That experience could be valuable to Red Cell companies seeking manufacturing sites, government approvals, workforce partnerships, corporate customers and access to public-sector decision-makers.
Youngkin said the firm is combining technical talent, industry expertise and private capital to build companies addressing problems that are important both commercially and to the country.
Red Cell is also expanding financially. Axios reported that the firm’s second investment fund has already exceeded the $91.2 million raised by its first. Red Cell also has approximately $150 million in a separate holding company used to incubate and develop businesses internally.
A Virginia defense technology opportunity
The appointment also strengthens an emerging defense technology axis inside Virginia.
Northern Virginia has the capital, federal agencies, defense headquarters, cybersecurity companies and policy infrastructure needed to launch national-security businesses.
Hampton Roads has the operational environment.
The region is home to the world’s largest naval base, major shipbuilding and repair operations, NATO’s Allied Command Transformation and thousands of defense contractors and military personnel.

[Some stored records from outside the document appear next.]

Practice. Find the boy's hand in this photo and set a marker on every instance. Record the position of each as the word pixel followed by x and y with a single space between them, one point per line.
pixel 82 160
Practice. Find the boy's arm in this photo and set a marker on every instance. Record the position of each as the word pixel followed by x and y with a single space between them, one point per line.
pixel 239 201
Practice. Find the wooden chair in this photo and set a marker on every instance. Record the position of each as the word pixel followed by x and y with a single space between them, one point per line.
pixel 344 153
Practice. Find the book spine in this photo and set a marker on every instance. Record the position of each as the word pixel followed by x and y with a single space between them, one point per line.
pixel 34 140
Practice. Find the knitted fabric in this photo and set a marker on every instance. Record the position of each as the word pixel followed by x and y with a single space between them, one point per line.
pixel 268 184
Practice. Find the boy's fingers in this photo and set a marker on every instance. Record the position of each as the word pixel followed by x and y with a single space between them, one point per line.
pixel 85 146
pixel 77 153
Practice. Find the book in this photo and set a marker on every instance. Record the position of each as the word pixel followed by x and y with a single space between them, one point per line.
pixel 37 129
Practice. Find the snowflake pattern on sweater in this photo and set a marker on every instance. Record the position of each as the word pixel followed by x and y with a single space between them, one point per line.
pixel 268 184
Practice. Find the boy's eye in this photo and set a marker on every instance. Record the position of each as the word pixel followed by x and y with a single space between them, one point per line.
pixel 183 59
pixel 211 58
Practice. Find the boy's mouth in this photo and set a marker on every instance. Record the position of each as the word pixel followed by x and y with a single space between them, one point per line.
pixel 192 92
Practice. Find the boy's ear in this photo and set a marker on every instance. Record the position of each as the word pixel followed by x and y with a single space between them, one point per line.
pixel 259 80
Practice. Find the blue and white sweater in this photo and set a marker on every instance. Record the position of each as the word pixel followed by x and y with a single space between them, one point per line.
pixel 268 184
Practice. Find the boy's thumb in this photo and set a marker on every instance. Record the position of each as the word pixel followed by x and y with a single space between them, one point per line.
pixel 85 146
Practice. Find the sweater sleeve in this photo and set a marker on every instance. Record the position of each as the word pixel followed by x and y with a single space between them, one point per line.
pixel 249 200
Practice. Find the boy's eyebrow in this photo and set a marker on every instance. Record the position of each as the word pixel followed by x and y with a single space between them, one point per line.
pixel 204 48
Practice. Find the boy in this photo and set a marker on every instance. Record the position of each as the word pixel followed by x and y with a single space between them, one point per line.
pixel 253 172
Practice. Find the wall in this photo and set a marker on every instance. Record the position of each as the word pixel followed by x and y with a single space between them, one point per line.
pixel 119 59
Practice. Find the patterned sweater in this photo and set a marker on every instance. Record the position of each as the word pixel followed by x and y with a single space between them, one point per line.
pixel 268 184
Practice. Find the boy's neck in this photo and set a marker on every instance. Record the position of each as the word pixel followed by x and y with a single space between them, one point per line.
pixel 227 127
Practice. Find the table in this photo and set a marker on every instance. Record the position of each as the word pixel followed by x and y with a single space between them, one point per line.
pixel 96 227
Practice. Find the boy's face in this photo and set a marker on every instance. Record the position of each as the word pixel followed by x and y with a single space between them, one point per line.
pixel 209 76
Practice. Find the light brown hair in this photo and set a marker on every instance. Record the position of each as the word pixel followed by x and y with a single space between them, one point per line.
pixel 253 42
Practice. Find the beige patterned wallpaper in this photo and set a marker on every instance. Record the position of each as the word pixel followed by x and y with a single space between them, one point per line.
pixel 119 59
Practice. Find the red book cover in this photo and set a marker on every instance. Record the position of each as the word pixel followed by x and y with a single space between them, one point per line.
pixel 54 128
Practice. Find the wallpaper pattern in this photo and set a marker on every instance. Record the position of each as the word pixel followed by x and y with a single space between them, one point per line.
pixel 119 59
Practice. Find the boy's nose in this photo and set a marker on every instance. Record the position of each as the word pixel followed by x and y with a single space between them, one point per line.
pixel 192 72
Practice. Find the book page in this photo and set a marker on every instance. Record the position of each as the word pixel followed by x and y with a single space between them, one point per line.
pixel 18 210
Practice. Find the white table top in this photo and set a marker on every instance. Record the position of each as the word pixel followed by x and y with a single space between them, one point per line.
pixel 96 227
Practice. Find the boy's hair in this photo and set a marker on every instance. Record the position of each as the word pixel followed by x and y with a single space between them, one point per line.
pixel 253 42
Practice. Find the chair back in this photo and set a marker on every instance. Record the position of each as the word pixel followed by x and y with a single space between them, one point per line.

It offers emerging companies access to the customers, industrial facilities and real-world missions their technologies are intended to support.
As companies develop artificial intelligence, autonomous vessels, counter-drone systems, advanced manufacturing tools and supply-chain platforms, Hampton Roads can serve as the place where those technologies move from investment thesis to operational use.
The opportunity for Virginia is to connect Northern Virginia’s technology and capital ecosystem more deliberately with Hampton Roads’ maritime and military concentration.
Red Cell’s strategy is based on the belief that America cannot rely exclusively on its largest traditional contractors to develop every capability needed for future conflicts. The country also needs smaller companies that can move quickly, challenge established methods and bring commercially developed technology into the defense market.
Youngkin now returns to the private sector at the center of that effort.
His immediate role may be focused on investors, partnerships and company growth. But the larger work will be helping Red Cell turn private capital and emerging technology into capabilities that the American military can actually buy, deploy and scale.